There is the possibility of causing a miscarriage and being told that your baby is normal and does not have Down syndrome. You have to live with the knowledge that if you had not had the test you would be cuddling this baby that you lost. Neither patient is prepared to accept this miscarriage risk, especially as neither would proceed with a termination of pregnancy even if the baby had Down syndrome.
There can be further indirect checking for Down syndrome at the morphology scan, but they will not know everything is ok and baby does not have Down syndrome until baby is born.
So the test that these patients did to reassure has backfired and now they are more anxious then they would have been had they not had the test done to start with. This is likely to detract from their enjoyment and excitement of pregnancy.
My advise is think very carefully before deciding on a Nuchal Translucency scan. If you would not have a termination of pregnancy if the baby had Down syndrome then I recommend don’t get the test done.
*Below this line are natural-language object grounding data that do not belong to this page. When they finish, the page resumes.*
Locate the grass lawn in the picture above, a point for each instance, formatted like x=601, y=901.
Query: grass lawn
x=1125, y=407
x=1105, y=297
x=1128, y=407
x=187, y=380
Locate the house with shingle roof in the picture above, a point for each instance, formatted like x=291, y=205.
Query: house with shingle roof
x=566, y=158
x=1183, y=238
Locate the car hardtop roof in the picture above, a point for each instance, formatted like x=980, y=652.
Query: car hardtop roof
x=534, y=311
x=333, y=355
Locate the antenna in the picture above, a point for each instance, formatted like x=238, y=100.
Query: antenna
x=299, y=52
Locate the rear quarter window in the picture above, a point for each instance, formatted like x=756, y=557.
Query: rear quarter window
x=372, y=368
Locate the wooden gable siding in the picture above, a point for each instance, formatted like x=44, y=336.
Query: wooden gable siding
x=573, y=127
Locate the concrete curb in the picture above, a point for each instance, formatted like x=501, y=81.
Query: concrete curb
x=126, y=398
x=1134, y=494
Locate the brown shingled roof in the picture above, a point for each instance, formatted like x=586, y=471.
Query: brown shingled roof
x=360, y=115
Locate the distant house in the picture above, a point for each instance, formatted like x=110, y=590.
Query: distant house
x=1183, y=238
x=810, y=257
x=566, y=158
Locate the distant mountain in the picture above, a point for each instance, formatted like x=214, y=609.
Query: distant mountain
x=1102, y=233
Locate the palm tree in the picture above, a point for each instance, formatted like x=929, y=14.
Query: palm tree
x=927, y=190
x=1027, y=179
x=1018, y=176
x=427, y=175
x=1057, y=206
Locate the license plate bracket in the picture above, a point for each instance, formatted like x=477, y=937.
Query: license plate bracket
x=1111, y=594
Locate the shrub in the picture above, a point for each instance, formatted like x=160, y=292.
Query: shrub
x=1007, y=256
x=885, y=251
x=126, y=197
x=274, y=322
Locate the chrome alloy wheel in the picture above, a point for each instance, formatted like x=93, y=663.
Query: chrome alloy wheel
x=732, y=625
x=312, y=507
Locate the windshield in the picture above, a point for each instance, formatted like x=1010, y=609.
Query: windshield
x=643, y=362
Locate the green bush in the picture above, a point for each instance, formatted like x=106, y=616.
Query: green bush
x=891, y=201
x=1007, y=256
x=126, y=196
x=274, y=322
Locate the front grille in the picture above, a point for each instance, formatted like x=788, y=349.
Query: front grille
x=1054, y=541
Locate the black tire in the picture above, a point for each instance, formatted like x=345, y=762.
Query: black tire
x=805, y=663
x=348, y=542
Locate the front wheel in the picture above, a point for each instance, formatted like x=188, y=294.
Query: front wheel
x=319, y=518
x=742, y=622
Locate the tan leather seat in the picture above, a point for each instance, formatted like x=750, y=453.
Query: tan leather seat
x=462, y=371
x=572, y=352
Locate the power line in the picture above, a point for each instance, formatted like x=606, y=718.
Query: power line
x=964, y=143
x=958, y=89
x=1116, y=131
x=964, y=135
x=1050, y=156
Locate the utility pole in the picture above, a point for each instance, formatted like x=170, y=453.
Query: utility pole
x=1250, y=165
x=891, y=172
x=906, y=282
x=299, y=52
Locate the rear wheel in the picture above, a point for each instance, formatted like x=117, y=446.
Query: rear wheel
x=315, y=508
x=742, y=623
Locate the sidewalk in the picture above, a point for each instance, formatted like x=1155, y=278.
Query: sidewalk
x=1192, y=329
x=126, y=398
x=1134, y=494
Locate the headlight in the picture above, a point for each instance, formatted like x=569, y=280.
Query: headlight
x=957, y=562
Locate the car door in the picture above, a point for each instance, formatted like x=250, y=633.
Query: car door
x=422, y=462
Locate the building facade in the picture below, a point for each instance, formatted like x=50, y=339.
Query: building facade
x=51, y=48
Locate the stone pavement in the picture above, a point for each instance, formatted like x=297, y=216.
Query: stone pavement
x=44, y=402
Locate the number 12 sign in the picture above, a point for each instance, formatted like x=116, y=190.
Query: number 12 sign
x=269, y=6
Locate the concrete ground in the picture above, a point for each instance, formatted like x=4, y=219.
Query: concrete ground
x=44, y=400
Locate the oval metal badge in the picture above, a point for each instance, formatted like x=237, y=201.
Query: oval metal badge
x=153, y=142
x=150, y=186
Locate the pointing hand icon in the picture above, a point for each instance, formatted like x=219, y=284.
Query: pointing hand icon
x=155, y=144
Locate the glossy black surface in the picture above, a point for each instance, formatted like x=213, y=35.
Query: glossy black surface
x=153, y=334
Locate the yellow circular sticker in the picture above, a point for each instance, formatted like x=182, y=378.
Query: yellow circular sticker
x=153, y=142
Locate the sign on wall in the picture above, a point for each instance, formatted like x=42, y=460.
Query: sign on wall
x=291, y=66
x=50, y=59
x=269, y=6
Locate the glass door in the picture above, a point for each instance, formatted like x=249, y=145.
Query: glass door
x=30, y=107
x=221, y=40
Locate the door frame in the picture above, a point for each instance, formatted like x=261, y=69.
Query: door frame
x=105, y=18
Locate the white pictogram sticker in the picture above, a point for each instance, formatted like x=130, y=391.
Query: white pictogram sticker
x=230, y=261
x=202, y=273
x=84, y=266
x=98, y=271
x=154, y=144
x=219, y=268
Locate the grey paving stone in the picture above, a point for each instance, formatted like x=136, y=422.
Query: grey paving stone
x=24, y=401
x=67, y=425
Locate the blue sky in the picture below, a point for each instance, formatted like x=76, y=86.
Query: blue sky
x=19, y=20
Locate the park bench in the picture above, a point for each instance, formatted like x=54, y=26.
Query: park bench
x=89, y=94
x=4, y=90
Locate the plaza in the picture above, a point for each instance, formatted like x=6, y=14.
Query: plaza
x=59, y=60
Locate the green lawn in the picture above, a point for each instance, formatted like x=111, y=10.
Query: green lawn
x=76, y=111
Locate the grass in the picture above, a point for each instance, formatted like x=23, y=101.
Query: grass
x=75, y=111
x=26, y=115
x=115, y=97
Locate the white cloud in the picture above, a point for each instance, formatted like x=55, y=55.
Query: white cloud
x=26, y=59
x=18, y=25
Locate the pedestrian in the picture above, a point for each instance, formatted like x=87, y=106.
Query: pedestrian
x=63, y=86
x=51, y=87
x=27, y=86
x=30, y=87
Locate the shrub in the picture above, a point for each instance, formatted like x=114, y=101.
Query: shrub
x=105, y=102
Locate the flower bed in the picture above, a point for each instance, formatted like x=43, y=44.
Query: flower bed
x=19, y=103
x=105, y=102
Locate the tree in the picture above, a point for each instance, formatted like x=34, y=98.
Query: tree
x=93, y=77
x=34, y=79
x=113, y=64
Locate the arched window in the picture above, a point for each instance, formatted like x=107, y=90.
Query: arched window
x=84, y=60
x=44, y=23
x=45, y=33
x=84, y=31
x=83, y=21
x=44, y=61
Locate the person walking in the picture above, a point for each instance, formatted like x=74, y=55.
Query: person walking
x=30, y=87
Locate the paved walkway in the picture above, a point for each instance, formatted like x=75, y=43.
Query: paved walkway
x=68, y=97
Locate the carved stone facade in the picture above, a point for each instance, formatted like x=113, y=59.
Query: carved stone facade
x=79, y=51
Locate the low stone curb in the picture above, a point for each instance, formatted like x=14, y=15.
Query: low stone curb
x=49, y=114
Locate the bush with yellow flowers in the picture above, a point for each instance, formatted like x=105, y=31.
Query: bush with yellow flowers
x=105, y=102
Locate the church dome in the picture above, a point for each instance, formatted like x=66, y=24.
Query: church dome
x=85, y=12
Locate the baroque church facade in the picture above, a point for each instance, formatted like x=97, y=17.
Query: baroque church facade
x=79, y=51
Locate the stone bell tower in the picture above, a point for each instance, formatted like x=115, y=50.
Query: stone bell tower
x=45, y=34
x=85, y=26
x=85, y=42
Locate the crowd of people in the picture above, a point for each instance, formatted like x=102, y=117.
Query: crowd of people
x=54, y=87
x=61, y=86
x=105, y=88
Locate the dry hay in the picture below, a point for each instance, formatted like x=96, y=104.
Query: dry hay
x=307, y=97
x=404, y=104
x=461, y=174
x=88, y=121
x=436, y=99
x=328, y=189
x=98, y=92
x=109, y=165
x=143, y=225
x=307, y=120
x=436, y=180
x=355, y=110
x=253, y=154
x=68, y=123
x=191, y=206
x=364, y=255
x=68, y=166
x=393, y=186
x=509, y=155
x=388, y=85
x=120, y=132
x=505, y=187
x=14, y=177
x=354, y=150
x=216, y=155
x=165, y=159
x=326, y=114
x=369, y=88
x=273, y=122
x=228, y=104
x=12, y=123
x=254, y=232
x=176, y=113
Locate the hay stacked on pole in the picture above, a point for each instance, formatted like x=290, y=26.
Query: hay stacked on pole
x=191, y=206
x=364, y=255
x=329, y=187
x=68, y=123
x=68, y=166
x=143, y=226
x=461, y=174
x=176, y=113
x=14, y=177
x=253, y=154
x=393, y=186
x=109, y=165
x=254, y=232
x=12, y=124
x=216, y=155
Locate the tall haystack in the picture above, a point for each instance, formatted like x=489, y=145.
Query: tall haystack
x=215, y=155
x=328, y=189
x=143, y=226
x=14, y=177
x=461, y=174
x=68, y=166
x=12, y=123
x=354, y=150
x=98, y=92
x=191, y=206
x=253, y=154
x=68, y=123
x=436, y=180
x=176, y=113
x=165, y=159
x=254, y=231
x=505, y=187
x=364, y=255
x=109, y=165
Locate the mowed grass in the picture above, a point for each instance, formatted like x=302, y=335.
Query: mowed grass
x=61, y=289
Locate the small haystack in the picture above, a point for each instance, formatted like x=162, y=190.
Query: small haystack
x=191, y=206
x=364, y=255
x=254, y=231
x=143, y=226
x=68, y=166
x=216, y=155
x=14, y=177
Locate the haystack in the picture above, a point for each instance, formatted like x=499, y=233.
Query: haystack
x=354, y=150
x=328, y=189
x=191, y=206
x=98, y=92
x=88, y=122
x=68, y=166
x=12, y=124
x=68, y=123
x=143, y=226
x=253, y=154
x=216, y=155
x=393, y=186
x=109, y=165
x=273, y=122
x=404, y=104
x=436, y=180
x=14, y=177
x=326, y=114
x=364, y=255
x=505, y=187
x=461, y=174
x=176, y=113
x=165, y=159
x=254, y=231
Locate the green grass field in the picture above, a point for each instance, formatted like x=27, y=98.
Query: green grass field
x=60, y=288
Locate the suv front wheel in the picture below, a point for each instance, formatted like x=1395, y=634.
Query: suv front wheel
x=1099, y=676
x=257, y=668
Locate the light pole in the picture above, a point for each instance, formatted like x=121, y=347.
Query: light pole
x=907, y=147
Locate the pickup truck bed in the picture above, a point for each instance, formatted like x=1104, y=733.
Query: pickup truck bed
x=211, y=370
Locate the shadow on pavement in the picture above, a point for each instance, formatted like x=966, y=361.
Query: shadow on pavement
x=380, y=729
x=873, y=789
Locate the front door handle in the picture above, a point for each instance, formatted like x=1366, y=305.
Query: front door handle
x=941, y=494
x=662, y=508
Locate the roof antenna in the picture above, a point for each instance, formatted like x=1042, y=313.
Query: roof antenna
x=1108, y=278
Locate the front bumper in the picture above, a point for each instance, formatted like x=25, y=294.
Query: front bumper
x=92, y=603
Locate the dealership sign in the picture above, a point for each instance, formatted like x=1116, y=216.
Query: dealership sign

Some say it will prepare them if they know baby has Down syndrome. I have a ‘yes’ and ‘no’ answer to that comment. ‘Yes’ you will know, but ‘no’ it won’t really prepare you as Down syndrome is such spectrum and you may be preparing for something much worse than is the case. Again I predict the knowledge will result in a heightened level of anxiety in your pregnancy and detract from your enjoyment of your pregnancy experience.
There is now a newer test called the NIPT (non-invasive prenatal test) to check for Down syndrome and other chromosomal abnormalities in your baby by checking placental (baby) DNA in your blood. Your blood is collected (so there is no risk of miscarriage) and the cells free DNA of your baby’s placenta in your blood is checked for the commonest chromosomal abnormalities (Trisomy 21, 13 and 18). It is not a ‘1 in ….’ result but a ‘yes’ or ‘no’ where no means <1 in 10,000 risk and so is extremely accurate. The NIPT cost has come down and is now $425 through Douglass Hanly Moir (Harmony Test).
The NIPT can also check for sex chromosome disorders and in doing so will be checking the sex of your baby. So you can if you wish find out the sex of your baby with a NIPT. On the other hand, you can’t find out the sex of your baby through a NTS check.